In the recent federal case of In Re Marriott International, Inc. Customer Security Breach Litigation, the court wrote, “For attorney-client privilege to apply, the communication must pertain to legal assistance. Furthermore, the need for legal advice must be a but-for cause of the communication. As such, business advice—such as how Marriott may improve its cybersecurity—is not privileged.” (citations omitted) In the book, Bishop was reporting directly to the pharmaceutical company executives, and not to the lawyers who were supposed to have retained his services. The pharma company lawyers were not exhibiting the required level of competence to maintain a desired privilege and were not directly supervising their non-lawyer agents.
Lack of supervision under Rule 5.3 becomes an even bigger problem for the acquiring company’s outside counsel when their investigating agency acts outside the law and performs hacking activity to find information on behalf of the pharma client.

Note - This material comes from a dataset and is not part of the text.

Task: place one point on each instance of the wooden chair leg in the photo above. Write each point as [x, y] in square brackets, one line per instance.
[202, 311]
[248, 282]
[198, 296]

Bishop’s in-house computer forensics team, the Wolf Pack, hacks into business and financial records in the course of pursuing information for the client. Section (c) of Rule 5.3 states that a lawyer is responsible for the conduct of a non-lawyer, if the lawyer supervised or ordered the conduct, or “ratifies” the conduct, or could have prevented or mitigated the effects of the conduct. Clearly, in the book, even if the pharma company’s outside counsel did not order a violation of the Computer Fraud and Abuse Act, it set the investigator loose without closely supervising his activities. The state disciplinary committee could easily impute that violation of law to the lawyers themselves.

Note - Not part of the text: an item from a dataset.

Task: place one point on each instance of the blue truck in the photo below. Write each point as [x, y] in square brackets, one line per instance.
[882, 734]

A more tenuous case could be made under Rule 4.2 concerning Bishop’s contact with opposing parties that he knows to be represented by counsel. According to the court in the 2020 Minnesota Federal District Court case US vs. Cameron-Ehlen Group, the Rule 4.2 restriction on contact “applies to the conduct of not only attorneys, but also an attorney’s nonlawyer agents, including investigative agents.” So Bishop’s contacts with executives of the target company could be imputed back to his supervising lawyers. One questions whether, as a former private firm lawyer himself, Bishop should have recognized the risks and avoided such contact. In an early scene where Bishop visits the home of the leader of an anti-genetic-manipulation advocacy group, his status as investigative agent for the pharma lawyers should have made him think twice. While the group leader does not state that he is represented by counsel, earlier criminal cases against the advocacy group would imply that he had counsel and Bishop should have known about it.

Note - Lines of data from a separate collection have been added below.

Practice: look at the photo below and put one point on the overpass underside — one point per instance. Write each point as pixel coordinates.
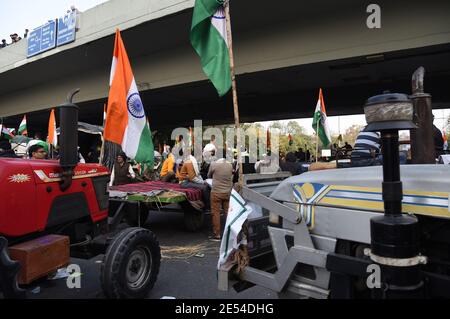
(284, 52)
(287, 92)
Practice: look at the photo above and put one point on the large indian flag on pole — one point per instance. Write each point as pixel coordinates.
(5, 132)
(23, 126)
(126, 123)
(209, 39)
(320, 122)
(52, 137)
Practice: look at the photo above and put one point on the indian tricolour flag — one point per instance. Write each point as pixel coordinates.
(52, 136)
(5, 132)
(320, 122)
(126, 123)
(209, 39)
(23, 126)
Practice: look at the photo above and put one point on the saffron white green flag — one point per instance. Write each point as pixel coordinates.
(209, 39)
(23, 126)
(320, 122)
(126, 123)
(238, 213)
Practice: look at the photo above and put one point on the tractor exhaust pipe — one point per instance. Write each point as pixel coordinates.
(68, 140)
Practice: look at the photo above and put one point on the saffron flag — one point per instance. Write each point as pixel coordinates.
(104, 114)
(445, 141)
(23, 126)
(209, 39)
(320, 122)
(126, 123)
(52, 139)
(5, 132)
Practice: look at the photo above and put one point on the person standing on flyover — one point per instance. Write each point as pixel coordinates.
(122, 172)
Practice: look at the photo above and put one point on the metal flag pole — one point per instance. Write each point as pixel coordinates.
(102, 149)
(317, 142)
(234, 89)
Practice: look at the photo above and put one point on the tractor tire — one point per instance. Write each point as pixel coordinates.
(131, 264)
(9, 271)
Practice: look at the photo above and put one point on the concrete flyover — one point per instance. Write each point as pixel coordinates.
(284, 52)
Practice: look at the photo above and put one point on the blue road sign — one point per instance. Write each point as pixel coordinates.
(42, 39)
(34, 42)
(67, 28)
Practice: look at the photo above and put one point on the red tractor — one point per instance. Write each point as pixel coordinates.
(43, 197)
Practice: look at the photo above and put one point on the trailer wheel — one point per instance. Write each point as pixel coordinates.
(131, 264)
(193, 219)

A corporate acquisition provides a variety of opportunities to run afoul of your state’s attorney disciplinary rules. You may not have the kind of practice that exposes you to this spectrum of ethical issues, so you can keep sharp by issue-spotting in the books you read. Even transactional business lawyers can find books that entertain and help you develop your ethical radar at the same time. Organized crime, government conspiracy, and murder may seem like the gravest misbehavior in Fistful of Truth, but the book demonstrates that even subtle moves by business attorneys can lead to serious consequences.